Желание странного (сборник) - Аркадий и Борис Стругацкие


Аркадий и Борис Стругацкие Желание странного (сборник)

© А. Н. Стругацкий, Б. Н. Стругацкий, 1987, 1969, 1972, 1984, 1996, 1993

© Составление. М. Веллер, 2007

© Предисловие. М. Веллер, 2007

© ООО «Издательство Астрель», 2012

Все права защищены. Никакая часть электронной версии этой книги не может быть воспроизведена в какой бы то ни было форме и какими бы то ни было средствами, включая размещение в сети Интернет и в корпоративных сетях, для частного и публичного использования без письменного разрешения владельца авторских прав.

© Электронная версия книги подготовлена компанией ЛитРес (www.litres.ru)

Второе место в рейтинге живого цитирования всей русской литературы занимает роман братьев Стругацких «Трудно быть богом». На первом – «Двенадцать стульев» и «Золотой теленок». На третьем – «Мастер и Маргарита». Четвертое – «Горе от ума». Если кто не знал. И это не мода. Тому уже многие десятилетия.

Ни одно более из произведений русской литературы всего послевоенного периода (1945–1991 гг.!) сегодня в живом обиходе не цитируется. (Исключение – блестящие «Семнадцать мгновений весны».)

«Барон возмещал потерю жидкости в течение получаса и несколько осоловел». «Благородный дон, большого ума мужчина…» «Ну, в общем, мощные бедра!» «А я так, братья, прямо скажу: книгочей? – на кол тебя!» И далее, более, прочее…

Ни один более из советских писателей этой эпохи нового слова в русский язык не ввел. Слово «сталкер» слышали? «Пикник на обочине» стал устойчивым оборотом.

Ни один современный им советский писатель столько не переводился. Сотни изданий на всех цивилизованных и менее цивилизованных языках мира: точное число трудно поддавалось учету (были на то причины). Они могли быть богаты – но ВААП (Всесоюзное Агентство по Авторским Правам) СССР забирал в пользу государства 97 % (!) гонораров.

Для официальной критики они не существовали. Одни завидовали их блеску и славе, другие полагали «настоящую литературу» в форме исключительно «критического реализма» в пику реализму «социалистическому». За кусок казенного пирога литераторы жрали друг друга живьем, и брезгливые насмешливые Стругацкие держались в стороне от «литературного процесса».

Между ними и их читателями никогда не стояло чужих мнений и государственных приманок. А в читателях была половина всей молодой интеллигенции страны. Та половина, у которой лоб был повыше, а шоры на глазах поменьше. Потом молодая интеллигенция становилась немолодой, и к читателям добавлялось новое поколение повзрослевших школьников.

Их язык доставлял наслаждение, сюжет затягивал, а мысль заставляла думать.
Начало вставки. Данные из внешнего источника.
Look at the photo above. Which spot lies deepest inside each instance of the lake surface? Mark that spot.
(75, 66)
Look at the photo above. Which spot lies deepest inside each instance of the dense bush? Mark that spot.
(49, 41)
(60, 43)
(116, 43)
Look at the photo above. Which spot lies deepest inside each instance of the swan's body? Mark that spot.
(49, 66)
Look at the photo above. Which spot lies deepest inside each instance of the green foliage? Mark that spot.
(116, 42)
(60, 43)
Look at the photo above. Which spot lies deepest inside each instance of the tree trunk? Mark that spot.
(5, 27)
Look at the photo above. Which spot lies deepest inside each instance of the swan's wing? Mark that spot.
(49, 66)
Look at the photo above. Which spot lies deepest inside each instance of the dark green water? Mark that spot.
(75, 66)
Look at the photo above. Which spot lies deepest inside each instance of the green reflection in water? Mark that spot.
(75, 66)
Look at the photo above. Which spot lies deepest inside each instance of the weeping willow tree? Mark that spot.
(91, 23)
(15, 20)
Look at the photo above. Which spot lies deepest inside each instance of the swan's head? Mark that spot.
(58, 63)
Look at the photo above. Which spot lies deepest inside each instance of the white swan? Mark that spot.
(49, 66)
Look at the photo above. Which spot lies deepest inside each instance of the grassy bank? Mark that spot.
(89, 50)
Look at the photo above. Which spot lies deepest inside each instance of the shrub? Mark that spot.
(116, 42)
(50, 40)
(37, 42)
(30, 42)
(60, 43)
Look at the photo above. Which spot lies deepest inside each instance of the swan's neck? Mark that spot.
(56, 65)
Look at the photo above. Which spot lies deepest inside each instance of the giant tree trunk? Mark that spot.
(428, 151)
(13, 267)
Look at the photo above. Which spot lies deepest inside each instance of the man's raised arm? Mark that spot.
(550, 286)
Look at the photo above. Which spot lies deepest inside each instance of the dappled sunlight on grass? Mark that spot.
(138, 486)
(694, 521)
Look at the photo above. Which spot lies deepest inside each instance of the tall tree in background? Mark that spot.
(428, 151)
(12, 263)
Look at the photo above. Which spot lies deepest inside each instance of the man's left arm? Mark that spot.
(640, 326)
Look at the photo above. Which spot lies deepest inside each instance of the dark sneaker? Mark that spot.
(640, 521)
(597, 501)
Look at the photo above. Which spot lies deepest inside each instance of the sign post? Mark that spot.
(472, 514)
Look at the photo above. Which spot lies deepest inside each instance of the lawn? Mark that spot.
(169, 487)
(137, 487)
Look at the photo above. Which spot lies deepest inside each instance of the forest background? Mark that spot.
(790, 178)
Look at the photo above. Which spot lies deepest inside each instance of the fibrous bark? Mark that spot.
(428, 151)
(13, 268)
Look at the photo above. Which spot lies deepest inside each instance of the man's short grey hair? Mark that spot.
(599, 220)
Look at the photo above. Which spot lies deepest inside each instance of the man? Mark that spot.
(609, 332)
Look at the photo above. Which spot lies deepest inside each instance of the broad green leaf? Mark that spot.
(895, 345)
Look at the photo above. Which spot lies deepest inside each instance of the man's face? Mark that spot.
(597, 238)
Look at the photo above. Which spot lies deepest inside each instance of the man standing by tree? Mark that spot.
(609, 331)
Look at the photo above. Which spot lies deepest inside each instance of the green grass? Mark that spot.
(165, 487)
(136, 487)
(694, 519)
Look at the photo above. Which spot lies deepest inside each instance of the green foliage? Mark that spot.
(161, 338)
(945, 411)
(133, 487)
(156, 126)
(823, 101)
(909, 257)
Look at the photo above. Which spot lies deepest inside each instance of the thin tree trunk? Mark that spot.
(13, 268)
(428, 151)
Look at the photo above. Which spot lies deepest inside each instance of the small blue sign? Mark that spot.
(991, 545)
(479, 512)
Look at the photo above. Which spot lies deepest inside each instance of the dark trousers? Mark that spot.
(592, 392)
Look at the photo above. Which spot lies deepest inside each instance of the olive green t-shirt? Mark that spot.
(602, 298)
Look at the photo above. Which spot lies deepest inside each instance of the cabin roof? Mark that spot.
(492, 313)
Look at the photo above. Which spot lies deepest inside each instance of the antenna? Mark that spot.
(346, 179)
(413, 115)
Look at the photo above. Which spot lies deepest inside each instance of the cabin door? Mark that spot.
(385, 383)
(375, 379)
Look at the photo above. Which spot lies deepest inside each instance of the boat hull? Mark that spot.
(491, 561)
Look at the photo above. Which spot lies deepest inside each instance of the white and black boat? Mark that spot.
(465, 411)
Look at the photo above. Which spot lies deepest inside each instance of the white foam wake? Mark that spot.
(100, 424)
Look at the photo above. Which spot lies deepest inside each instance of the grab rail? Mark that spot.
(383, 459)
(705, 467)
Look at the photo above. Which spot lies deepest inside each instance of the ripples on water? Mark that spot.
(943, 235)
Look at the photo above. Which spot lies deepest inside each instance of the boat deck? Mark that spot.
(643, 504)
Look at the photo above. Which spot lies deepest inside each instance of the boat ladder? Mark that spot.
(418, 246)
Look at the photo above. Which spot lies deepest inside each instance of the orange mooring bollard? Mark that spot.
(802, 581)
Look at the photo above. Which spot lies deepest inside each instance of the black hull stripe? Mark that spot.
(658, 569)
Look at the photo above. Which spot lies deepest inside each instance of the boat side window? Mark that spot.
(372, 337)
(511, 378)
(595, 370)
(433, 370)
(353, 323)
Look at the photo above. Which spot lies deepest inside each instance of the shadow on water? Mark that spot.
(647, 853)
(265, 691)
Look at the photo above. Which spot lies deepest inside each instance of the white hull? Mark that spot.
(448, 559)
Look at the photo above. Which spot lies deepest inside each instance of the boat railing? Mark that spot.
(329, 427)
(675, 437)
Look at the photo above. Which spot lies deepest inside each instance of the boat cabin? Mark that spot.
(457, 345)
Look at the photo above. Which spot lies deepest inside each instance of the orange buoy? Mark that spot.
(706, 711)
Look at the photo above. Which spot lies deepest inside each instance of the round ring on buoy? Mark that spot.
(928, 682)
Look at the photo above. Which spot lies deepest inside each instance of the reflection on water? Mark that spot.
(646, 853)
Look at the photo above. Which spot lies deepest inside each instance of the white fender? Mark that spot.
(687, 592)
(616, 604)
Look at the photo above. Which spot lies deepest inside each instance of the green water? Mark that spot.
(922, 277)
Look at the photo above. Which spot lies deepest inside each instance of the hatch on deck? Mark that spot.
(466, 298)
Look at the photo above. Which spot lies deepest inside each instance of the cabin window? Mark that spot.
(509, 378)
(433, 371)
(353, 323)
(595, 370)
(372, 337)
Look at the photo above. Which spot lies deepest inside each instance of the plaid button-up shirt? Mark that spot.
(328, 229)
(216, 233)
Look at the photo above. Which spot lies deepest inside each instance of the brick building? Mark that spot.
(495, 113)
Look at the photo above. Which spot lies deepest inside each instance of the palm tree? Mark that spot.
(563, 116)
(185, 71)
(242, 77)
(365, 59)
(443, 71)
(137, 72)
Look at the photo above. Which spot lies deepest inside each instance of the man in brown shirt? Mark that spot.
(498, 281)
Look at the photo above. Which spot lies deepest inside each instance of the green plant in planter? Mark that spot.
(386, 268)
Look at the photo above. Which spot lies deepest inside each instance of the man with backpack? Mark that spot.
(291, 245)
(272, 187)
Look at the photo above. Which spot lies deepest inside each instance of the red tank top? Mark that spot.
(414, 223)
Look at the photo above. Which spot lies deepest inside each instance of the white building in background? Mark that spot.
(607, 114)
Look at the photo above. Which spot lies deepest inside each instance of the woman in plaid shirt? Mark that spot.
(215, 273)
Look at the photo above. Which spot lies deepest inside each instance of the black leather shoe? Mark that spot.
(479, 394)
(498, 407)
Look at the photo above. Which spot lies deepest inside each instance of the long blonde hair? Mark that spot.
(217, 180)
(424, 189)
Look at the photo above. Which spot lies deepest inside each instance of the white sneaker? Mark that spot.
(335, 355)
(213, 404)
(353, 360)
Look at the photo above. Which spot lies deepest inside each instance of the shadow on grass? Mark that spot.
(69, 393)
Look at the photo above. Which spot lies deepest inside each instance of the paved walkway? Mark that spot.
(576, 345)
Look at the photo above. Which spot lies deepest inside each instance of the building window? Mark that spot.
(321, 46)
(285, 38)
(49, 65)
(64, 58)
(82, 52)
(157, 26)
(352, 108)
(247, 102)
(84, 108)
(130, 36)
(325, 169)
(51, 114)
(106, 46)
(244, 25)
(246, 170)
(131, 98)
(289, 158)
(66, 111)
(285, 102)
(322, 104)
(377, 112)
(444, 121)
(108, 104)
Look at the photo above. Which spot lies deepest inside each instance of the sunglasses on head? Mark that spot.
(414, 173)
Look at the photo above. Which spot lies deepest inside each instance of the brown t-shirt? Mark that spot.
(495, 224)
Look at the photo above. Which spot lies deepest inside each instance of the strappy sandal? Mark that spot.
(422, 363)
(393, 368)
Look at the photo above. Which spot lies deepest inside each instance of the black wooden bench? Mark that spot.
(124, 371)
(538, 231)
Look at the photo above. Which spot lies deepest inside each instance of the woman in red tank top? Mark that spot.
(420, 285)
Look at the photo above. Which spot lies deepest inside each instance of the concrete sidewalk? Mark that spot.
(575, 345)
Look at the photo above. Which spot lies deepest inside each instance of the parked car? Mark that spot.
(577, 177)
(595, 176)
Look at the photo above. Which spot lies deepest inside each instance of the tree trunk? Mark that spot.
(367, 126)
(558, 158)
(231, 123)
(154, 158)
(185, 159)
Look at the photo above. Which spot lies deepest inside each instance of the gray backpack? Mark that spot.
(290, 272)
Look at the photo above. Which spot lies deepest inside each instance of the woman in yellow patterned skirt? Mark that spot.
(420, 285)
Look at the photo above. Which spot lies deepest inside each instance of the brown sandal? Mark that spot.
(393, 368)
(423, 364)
Студенты, инженеры и врачи, юристы и журналисты – слой, из которого в нормальных странах формируется элита, – перекидывались фразами Стругацких, как паролем.

…Это началось в 1962 году. Несколько ранних повестей и рассказов не выбивались из общего потока советской фантастики, хлынувшего с хрущевской оттепелью. Долгие годы до того фантастика была под запретом. Никакие отклонения от генеральной идеологической линии не приветствовались – ни насчет будущего, ни насчет настоящего.

Прорыв! Первый спутник Земли – советский! Первый человек в космосе – наш! Коммунистическое завтра всего человечества – уже недалеко! Короче, советские космические корабли забороздили просторы Вселенной, сея конфликт хорошего с лучшим.

И тут выходит небольшая повесть А. и Б. Стругацких «Попытка к бегству». В которой космический перелет сугубо условен и не играет никакой роли. Просто: нормальные люди попали из одного мира в другой. А один из людей – сбежал в будущее из фашистского концлагеря. Как? А не важно. А в конце, устыдившись своего дезертирства, беглец возвращается обратно и погибает в бою.

По нервам – с оттяжкой. Нету вам в будущем светлого будущего, и в других мирах нету, и в других эпохах. И драться за счастье и справедливость, драться с фашизмом и мразью всех мастей и обличий – тебе придется всегда и везде. Вместо приятного отдыха в благоустроенном светлом завтра, ага.

То была эпоха, когда написать честную рецензию на книгу было все равно что написать на нее донос.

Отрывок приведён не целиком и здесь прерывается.